A kitsune chases after James. Following his cries, Kate returns to the mine, only to find him disfigured and eyeless. When she flees, she discovers the mine's entrance has collapsed, trapping her. At the same time, the missing children attack Chris at the temple. In the present, the bandaged man, whom the professor believes to be Chris, denies having killed Kate and James, despite evidence from Chris' camera, which apparently shows him attacking James.
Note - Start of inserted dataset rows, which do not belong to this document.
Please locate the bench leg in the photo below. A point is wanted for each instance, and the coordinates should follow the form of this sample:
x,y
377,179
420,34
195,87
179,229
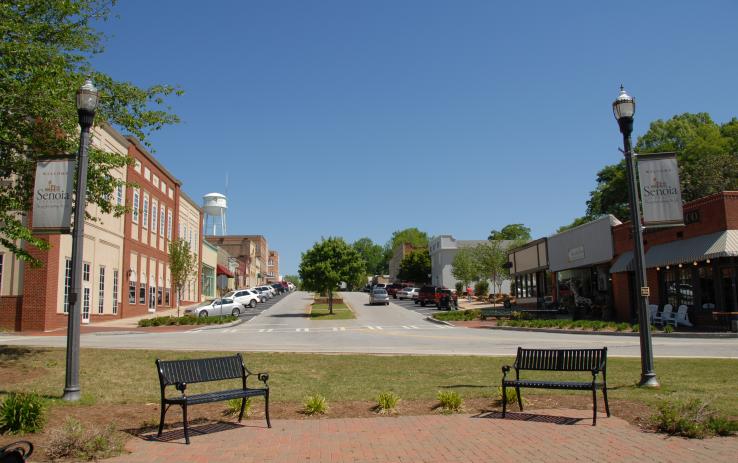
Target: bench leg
x,y
161,419
594,406
243,407
266,408
504,400
184,418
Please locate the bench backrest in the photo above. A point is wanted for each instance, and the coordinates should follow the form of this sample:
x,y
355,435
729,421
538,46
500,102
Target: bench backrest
x,y
561,359
199,370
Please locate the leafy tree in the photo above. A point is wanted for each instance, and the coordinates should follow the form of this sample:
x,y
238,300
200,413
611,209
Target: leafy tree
x,y
327,264
465,267
182,266
706,151
44,58
295,280
372,253
512,232
415,267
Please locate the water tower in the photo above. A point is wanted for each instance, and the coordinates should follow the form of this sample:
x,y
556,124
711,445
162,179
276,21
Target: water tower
x,y
214,206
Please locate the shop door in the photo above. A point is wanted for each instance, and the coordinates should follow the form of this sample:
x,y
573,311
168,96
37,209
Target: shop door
x,y
728,283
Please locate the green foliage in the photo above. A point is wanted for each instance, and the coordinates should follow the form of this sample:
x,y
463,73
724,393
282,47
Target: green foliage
x,y
511,395
373,255
74,442
481,289
182,265
22,413
328,263
449,401
415,266
315,404
233,407
45,56
186,320
512,232
693,419
387,402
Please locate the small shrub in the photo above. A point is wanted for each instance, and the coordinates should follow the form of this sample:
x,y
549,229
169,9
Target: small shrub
x,y
233,407
693,418
22,412
387,402
511,395
450,401
73,442
315,404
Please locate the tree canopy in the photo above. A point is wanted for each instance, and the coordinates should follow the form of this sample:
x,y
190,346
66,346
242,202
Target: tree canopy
x,y
512,232
707,153
44,58
327,264
415,267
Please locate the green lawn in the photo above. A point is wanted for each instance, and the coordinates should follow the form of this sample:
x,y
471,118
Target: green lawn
x,y
340,312
129,376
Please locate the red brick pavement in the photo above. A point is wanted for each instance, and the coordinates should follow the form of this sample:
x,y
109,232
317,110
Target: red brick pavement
x,y
545,435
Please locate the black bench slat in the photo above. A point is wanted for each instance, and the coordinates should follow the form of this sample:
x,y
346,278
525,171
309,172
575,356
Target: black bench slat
x,y
566,360
180,373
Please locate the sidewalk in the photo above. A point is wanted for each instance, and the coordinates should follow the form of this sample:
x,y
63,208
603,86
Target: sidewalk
x,y
546,435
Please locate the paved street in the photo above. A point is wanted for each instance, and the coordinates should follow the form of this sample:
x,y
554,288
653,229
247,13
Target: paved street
x,y
378,329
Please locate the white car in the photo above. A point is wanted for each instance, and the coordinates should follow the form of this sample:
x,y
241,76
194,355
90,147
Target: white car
x,y
407,293
216,307
245,297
The bandaged man becomes enraged when they deny that Seita is there with them, and he stabs the translator with a pen before escaping the room.

== Cast ==
- Logan Huffman as Chris and the bandaged man, identified as "Faceless" in the credits
- Natalia Warner as Kate
- Brandon Tyler Sklenar as James, Kate's boyfriend
- Yamato Tazawa as Seita
- Soukyu Fujita as Hitoshi
- Naoto Takenaka as Professor Ryo
- Asahi Uchida as Kazunori Ittoku, the translator

== Release ==
Screen Media Films released it in the United States on September 1, 2017.

===Critical response===
Critical reception for Temple has been mostly negative upon its release.

Justin Low of The Hollywood Reporter wrote that the film "comes off as more of a half-hearted attempt at exploiting typical J-horror themes than an actual homage". Writing for the Los Angeles Times, Kimber Myers said that the film has some nice visuals but offers nothing new. Ed Gonzalez of Slant Magazine rated it one out of five stars and called it a "walking tour of J-horror's hoariest signposts" that might have been better had Simon Barrett's regular partner, Adam Wingard, directed it. Ryan Larson of Nightmarish Conjurings gave the film a negative review, writing, "Although the movie is very clearly filled with good intentions, it misses the mark. It can't quite decide how scary it wants to be, what monsters it wants to use, it can't even decide which character it wants the female lead to end up with." Matt Boiselle from Dread Central awarded the film one and a half out of five stars, panning the film's slow pacing, lack of suspense, and conclusion. Simon Abrams from Roger Ebert.com gave the film a "Thumbs down", calling the film "dull and misconceived", and panning the film's pacing, plot, ineffective scares, "boring" characters, and cinematography. Jake Dee of Arrow in the Head rated the film a score of four out of ten, calling it "a boring, underdone conjuration of worn out J-horror convention".